Legal research is the fuel of the legal-services industry. Attorneys, law firms and judges rely on sound research when making legal arguments and deciding legal issues. Starting a legal research business, therefore, may be a lucrative endeavor. Be sure to have sound knowledge of legal research techniques and draft a quality business plan to assist in your startup. Like any new business, you need adequate funding to survive the first few years. Plan carefully and you can make your legal research business work.

Step 1.

Take a course on how to conduct legal research. You need to be an expert or particularly adept at researching in order to start a successful legal research firm.

Step 2.

Draft your business plan. It must detail every key element of your business. Explain what your legal research business will offer, how it will differ from your competition, and how you will finance and staff it. Explain your costs and overhead, and lay out your projected costs and income for the first five years.
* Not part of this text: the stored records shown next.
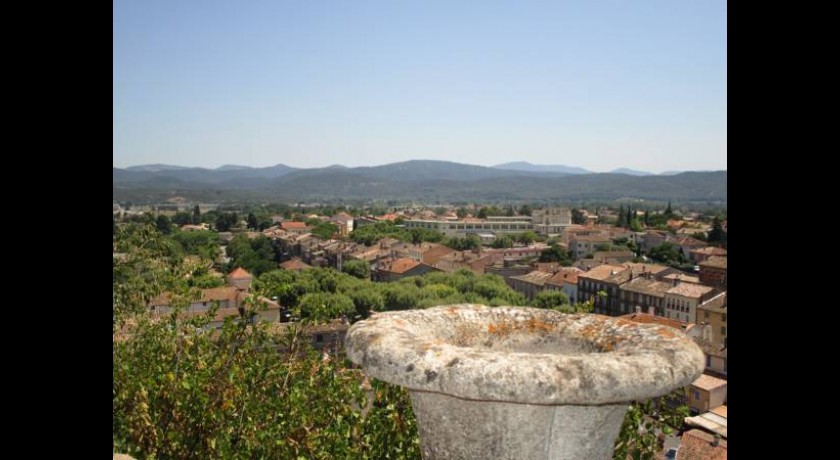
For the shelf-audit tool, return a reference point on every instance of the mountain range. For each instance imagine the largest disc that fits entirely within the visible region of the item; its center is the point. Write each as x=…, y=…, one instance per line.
x=426, y=180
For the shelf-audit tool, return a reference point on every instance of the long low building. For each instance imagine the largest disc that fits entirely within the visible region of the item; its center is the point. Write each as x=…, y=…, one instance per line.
x=549, y=221
x=463, y=227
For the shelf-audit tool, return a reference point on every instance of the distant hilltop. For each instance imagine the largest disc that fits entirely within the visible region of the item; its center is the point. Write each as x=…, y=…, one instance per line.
x=428, y=180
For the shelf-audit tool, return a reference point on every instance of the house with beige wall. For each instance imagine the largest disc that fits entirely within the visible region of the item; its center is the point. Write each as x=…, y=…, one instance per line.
x=706, y=393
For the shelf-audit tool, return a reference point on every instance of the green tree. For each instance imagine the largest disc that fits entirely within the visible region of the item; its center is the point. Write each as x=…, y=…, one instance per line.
x=226, y=220
x=182, y=218
x=717, y=235
x=323, y=306
x=550, y=299
x=252, y=221
x=666, y=253
x=578, y=217
x=163, y=224
x=526, y=237
x=555, y=253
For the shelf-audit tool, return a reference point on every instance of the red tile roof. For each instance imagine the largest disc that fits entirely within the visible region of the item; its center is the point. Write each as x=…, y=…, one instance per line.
x=715, y=261
x=239, y=273
x=691, y=290
x=647, y=318
x=402, y=265
x=699, y=445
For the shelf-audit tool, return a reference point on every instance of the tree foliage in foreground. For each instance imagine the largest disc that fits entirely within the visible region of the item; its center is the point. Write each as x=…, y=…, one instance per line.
x=182, y=393
x=248, y=391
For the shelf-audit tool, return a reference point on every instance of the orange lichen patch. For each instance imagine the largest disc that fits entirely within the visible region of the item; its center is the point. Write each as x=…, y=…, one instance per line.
x=534, y=325
x=502, y=328
x=590, y=332
x=666, y=332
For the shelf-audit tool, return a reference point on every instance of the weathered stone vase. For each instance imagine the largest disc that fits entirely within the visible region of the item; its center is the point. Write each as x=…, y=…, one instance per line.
x=521, y=383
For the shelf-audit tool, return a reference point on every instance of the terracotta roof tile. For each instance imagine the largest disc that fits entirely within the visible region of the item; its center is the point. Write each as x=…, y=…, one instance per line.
x=714, y=261
x=402, y=265
x=698, y=445
x=647, y=318
x=690, y=290
x=239, y=273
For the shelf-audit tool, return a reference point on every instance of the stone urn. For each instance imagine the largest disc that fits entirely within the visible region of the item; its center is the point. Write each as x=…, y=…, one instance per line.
x=521, y=383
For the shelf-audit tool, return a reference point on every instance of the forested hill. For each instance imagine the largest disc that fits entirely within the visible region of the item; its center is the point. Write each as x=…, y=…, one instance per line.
x=432, y=181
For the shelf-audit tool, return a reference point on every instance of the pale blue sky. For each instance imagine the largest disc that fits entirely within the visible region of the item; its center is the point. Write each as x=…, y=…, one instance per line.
x=596, y=84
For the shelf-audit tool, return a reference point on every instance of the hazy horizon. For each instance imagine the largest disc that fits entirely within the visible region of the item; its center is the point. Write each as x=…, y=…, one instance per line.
x=596, y=85
x=390, y=162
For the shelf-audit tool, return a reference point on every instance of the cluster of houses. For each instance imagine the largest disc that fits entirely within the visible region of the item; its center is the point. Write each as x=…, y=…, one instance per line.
x=613, y=280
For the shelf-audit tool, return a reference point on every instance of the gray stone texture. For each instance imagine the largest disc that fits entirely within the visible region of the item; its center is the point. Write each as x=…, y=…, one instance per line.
x=516, y=382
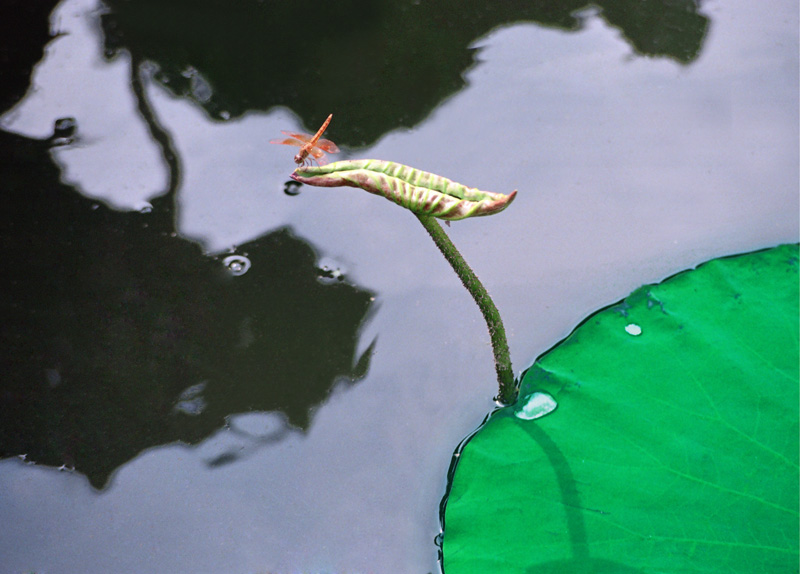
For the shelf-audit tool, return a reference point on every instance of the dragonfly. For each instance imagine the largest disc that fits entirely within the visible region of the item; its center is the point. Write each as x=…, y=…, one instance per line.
x=310, y=145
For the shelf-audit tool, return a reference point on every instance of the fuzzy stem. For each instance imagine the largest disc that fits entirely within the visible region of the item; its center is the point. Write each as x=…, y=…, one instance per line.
x=502, y=357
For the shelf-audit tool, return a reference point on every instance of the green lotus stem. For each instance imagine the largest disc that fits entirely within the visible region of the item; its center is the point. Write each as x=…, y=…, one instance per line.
x=428, y=195
x=502, y=357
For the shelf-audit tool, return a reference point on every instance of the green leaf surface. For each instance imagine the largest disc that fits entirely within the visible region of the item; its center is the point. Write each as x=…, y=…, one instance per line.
x=674, y=445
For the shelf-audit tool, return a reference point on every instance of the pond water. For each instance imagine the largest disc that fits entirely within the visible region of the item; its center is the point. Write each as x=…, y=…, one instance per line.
x=298, y=413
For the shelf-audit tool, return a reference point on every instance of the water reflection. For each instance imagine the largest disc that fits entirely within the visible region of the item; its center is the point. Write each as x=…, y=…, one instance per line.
x=378, y=66
x=119, y=336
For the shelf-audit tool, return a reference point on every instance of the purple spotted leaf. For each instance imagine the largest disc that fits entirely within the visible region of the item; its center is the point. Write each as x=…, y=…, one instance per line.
x=422, y=192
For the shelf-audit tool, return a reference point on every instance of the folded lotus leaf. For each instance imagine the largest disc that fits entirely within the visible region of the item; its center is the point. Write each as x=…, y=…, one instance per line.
x=422, y=192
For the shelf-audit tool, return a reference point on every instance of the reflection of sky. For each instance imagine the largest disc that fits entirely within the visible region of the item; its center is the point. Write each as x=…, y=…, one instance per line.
x=629, y=169
x=75, y=81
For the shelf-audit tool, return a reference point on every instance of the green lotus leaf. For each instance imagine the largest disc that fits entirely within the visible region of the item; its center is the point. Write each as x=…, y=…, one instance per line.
x=422, y=192
x=673, y=447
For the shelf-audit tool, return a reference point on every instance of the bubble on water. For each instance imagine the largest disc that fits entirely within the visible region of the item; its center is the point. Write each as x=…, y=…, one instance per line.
x=236, y=264
x=292, y=187
x=537, y=405
x=144, y=207
x=330, y=271
x=633, y=329
x=63, y=131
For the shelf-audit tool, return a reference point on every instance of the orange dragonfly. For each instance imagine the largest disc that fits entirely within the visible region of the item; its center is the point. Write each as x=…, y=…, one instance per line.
x=310, y=145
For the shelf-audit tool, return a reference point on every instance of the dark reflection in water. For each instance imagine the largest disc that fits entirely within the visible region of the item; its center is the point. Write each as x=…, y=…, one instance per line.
x=117, y=335
x=376, y=65
x=24, y=30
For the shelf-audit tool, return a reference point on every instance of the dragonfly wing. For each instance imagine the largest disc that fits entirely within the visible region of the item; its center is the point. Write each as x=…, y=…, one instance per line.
x=302, y=137
x=288, y=141
x=328, y=146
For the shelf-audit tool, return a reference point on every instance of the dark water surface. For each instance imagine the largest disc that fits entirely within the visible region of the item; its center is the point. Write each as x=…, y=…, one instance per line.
x=233, y=379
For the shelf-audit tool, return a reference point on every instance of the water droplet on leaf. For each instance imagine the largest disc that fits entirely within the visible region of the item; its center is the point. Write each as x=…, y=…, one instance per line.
x=633, y=329
x=236, y=264
x=536, y=406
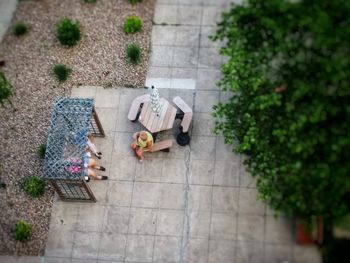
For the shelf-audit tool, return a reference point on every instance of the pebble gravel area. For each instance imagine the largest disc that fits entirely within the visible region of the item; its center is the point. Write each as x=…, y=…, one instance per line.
x=98, y=59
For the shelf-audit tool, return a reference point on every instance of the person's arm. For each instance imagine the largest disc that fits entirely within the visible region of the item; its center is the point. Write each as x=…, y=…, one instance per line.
x=134, y=144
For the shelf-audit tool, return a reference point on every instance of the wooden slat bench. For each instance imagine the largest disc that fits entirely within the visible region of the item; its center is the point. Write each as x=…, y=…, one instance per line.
x=136, y=105
x=188, y=113
x=162, y=146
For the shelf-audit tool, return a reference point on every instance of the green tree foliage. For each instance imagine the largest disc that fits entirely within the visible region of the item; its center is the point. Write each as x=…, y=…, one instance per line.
x=133, y=53
x=132, y=24
x=288, y=68
x=62, y=72
x=68, y=32
x=22, y=230
x=34, y=186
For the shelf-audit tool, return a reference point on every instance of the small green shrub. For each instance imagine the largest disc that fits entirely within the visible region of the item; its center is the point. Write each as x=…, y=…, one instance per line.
x=20, y=28
x=133, y=53
x=134, y=2
x=22, y=230
x=132, y=24
x=6, y=90
x=61, y=72
x=42, y=151
x=68, y=32
x=34, y=186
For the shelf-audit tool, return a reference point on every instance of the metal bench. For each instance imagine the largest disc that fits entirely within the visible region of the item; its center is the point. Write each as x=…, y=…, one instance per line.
x=136, y=105
x=162, y=146
x=186, y=115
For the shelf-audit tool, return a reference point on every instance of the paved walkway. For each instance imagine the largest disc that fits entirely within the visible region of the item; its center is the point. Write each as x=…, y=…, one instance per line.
x=194, y=204
x=7, y=7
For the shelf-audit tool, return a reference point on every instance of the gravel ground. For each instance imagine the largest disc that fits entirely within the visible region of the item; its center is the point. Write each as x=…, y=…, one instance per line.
x=98, y=59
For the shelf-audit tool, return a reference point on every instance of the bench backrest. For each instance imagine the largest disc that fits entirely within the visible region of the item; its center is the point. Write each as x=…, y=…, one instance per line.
x=135, y=106
x=188, y=113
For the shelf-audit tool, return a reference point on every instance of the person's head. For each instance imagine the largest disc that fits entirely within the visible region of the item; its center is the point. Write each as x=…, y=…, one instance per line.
x=91, y=138
x=143, y=136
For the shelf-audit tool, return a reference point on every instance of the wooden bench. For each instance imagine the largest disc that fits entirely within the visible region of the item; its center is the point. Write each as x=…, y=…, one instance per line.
x=136, y=105
x=162, y=146
x=188, y=113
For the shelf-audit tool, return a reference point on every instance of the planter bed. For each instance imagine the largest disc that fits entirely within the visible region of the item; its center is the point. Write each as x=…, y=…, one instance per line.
x=98, y=59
Develop a marketing plan.

Step 3.

Fund the business. Apply for loans or use your own personal savings to start the business.

Step 4.

File any state-required forms to legally form your business. If you plan on starting a corporation, you need to file the articles of incorporation with your state's Department of Labor. Limited liability companies require you to file an operating agreement. Check with your state's Department of Labor for required forms and fees you must file.

Step 5.

Find a location. If your legal research business is going to primarily use Internet research (from such services as WestLaw or Lexis), you just need enough space for computer terminals and printers. If you plan to amass a library of legal references and research texts, consider a larger space.

Step 6.

Market your legal research business. Visit law firms and offices in your area and introduce yourself. Consider using business cards, postcards and print advertisements to get your name out there.

Step 7.

Staff the business. Your hiring process must focus on individuals who understand legal research. Consider hiring new attorneys, paralegals and other experienced researchers.